The way to break the logjam on Gateway, therefore, is to turn it from an outsiders’ project resented by mistrustful first nations along the route into a full partnership between an industry with expertise and capital and newly empowered aboriginal people and governments. An aboriginal energy corridor across Northern B.C., for example, could be the conduit for all forms of energy seeking to flow across B.C. to Asian markets, and majority aboriginal ownership would give first nations the confidence, authority and incentives to embrace responsible development. Best of all, such a powerful equity position removes the seller’s remorse that too often afflicts aboriginal agreement to resource development: As owners, they would participate fully in all the value created by their involvement and consent.
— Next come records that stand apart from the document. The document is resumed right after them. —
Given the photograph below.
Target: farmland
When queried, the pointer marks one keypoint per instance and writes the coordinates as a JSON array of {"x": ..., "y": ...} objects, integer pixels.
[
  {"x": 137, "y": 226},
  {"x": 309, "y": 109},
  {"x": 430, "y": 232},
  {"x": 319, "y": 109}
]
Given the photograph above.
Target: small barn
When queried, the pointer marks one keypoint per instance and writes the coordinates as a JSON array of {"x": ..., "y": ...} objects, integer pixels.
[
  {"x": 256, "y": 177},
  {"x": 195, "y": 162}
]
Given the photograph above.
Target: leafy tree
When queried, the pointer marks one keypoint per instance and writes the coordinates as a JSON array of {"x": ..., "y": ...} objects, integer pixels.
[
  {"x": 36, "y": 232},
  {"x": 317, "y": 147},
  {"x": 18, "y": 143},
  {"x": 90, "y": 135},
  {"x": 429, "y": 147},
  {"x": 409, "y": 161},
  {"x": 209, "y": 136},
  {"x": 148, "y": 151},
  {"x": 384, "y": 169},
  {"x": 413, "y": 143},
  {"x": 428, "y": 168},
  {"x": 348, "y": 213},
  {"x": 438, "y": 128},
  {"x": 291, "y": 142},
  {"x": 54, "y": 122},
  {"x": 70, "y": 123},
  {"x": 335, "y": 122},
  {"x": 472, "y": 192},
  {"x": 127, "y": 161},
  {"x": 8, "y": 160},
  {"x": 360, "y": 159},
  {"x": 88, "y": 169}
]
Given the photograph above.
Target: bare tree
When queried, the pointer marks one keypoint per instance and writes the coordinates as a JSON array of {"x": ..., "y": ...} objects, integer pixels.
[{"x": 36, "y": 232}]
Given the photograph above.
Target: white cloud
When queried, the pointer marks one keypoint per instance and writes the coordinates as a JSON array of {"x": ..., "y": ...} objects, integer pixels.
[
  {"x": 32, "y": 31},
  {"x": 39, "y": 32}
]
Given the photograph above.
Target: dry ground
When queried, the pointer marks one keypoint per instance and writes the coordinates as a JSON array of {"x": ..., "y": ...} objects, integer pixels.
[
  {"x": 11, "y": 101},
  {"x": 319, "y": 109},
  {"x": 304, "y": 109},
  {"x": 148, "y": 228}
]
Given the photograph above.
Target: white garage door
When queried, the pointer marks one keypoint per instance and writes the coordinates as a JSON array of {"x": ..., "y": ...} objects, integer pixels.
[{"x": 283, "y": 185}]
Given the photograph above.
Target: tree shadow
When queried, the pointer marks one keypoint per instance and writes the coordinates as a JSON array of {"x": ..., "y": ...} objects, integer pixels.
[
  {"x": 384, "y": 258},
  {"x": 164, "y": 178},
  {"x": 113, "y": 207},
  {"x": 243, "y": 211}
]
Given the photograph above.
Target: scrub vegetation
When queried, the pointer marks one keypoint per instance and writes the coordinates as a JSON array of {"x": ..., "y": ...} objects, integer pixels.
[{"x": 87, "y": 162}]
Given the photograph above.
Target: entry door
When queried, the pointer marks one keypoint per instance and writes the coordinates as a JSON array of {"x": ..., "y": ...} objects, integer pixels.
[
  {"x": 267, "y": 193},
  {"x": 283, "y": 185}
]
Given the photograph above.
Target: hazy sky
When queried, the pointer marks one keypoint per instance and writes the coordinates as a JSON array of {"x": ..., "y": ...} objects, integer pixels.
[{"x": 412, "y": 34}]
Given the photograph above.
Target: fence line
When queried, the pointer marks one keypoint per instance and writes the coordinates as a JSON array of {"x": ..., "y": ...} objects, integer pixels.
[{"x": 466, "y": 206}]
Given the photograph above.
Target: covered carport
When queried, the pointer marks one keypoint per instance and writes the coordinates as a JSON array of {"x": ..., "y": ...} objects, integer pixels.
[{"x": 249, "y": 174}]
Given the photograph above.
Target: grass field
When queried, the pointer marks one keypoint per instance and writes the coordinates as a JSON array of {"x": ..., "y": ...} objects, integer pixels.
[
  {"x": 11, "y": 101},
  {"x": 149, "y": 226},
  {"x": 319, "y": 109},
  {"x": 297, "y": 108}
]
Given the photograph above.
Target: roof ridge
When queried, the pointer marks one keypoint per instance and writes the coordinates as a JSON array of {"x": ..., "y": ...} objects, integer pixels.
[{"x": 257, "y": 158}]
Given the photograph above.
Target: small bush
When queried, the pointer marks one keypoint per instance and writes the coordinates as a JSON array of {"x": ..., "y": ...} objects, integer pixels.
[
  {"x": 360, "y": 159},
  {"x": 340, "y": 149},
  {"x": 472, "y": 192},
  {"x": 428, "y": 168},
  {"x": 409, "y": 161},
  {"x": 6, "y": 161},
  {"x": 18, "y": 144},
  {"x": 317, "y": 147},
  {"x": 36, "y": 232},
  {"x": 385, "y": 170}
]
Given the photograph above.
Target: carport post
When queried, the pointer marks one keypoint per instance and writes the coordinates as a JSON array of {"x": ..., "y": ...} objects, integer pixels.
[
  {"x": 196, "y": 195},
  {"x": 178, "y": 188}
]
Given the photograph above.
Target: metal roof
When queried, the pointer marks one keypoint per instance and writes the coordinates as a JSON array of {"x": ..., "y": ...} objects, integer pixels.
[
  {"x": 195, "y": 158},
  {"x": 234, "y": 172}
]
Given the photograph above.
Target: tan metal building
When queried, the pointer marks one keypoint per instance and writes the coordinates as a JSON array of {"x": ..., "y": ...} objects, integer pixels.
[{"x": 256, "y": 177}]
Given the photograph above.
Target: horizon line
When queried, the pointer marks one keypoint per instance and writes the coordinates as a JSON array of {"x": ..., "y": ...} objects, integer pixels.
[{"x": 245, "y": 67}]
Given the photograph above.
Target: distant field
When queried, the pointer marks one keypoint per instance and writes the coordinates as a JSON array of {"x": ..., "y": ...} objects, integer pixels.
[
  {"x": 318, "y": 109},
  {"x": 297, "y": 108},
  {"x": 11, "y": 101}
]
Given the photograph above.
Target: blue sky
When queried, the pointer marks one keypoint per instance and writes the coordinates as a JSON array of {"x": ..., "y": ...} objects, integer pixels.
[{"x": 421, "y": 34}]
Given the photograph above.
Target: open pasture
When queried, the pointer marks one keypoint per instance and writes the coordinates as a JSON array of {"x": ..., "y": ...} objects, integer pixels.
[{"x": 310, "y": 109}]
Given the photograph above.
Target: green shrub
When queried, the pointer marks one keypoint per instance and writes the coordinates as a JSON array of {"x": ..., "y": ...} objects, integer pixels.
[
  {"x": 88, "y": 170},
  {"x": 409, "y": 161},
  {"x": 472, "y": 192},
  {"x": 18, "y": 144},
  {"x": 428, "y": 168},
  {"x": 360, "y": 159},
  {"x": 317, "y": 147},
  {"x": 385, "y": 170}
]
The Mackenzie Valley pipeline’s proponents had the right model: aboriginal equity and full participation by indigenous groups along the corridor. That project was delayed too long, and a vital opportunity was lost. Pipelines vital to Canada’s ambition of being a world energy superpower are a fitting place to recognize that aboriginal people have arrived as a natural resource superpower in their own right within Canada. This is the shape of the resource industry in Canada’s future.
Brian Lee Crowley and Ken Coates are co-leaders of the Aboriginal Canada and the Natural Resource Economy project at the Macdonald-Laurier Institute, an Ottawa-based public policy think tank.